Regex to match end of the string and capture the part before end of the string perl

Question

I'm trying to match any string with the regex that ends with /? and extract the string before /?

Below is my code:

$input = "boringinterestingboring/?";
if($input =~ /(.*)\/?$/) {
    print "$1\n";
}
else {
    print "not matched";
}

I'm trying to capture "boringinterestingboring" using (.*) but it's not doing that, instead it captures the whole string.

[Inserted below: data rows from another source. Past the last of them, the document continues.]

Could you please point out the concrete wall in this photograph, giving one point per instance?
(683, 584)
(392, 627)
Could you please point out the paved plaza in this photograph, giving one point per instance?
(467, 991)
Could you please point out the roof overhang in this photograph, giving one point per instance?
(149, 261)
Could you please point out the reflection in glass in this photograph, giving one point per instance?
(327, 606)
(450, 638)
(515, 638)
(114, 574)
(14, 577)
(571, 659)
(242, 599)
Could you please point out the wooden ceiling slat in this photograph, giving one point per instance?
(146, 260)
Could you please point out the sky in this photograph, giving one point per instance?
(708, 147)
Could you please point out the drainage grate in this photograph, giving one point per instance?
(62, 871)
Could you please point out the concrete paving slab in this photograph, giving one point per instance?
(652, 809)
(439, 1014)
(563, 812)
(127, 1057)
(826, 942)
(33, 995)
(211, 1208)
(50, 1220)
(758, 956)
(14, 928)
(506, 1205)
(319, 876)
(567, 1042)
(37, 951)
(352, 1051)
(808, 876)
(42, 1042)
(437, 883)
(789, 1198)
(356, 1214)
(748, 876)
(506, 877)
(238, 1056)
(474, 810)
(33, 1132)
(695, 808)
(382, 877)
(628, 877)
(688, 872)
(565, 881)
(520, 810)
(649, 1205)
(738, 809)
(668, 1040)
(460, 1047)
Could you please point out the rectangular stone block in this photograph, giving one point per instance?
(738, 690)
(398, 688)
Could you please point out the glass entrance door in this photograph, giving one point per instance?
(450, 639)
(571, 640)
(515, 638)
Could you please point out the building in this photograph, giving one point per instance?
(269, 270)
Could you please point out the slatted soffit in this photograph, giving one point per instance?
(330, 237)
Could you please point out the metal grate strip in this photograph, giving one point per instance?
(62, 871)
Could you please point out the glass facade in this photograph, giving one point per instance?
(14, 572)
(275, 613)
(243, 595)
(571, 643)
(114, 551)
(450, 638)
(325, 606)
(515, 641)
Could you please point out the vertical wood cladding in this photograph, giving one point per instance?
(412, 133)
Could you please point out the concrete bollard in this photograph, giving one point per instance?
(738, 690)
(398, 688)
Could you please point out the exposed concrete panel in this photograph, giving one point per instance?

How should i get only the string before /?.

Please help.

Answer 1

To match everything up to, but not including, a /?:

.*(?=/\?)

If you’re not sure about escaping, you can use a character class to do the escaping for you:

.*(?=/[?])

Answer 2

It may seem duplicate, but as the answer of your question,
Your regex need to be:

/(.*)\/\?$/

or

/(.*)(?=\/\?$)/

Example:

$input = "boringinterestingboring/?";
print "Use \$1: $1\n" if($input =~ /(.*)\/\?$/);
print "Use \$1: $1\n" if($input =~ /(.*)(?=\/\?$)/);
print "Use \$&: $&\n" if($input =~ /.*(?=\/\?$)/);

Output:

Use $1: boringinterestingboring
Use $1: boringinterestingboring
Use $&: boringinterestingboring

Different ways, same destination. But either way, you should escape ? too, or put it in [].

Answer 3

Using positive lookahead. The assertion (?=..) will match /? but will not make it part of the capturing group even if it is nested in another group.

$ echo "boringinterestingboring/?" | perl -ne ' ($x)=/(boringinterestingboring(?=\/\?))/ ; print $x '
boringinterestingboring
$

Negative test case. Below prints nothing

$ echo "boringinterestingboring#?" | perl -ne ' ($x)=/(boringinterestingboring(?=\/\?))/ ; print $x '

$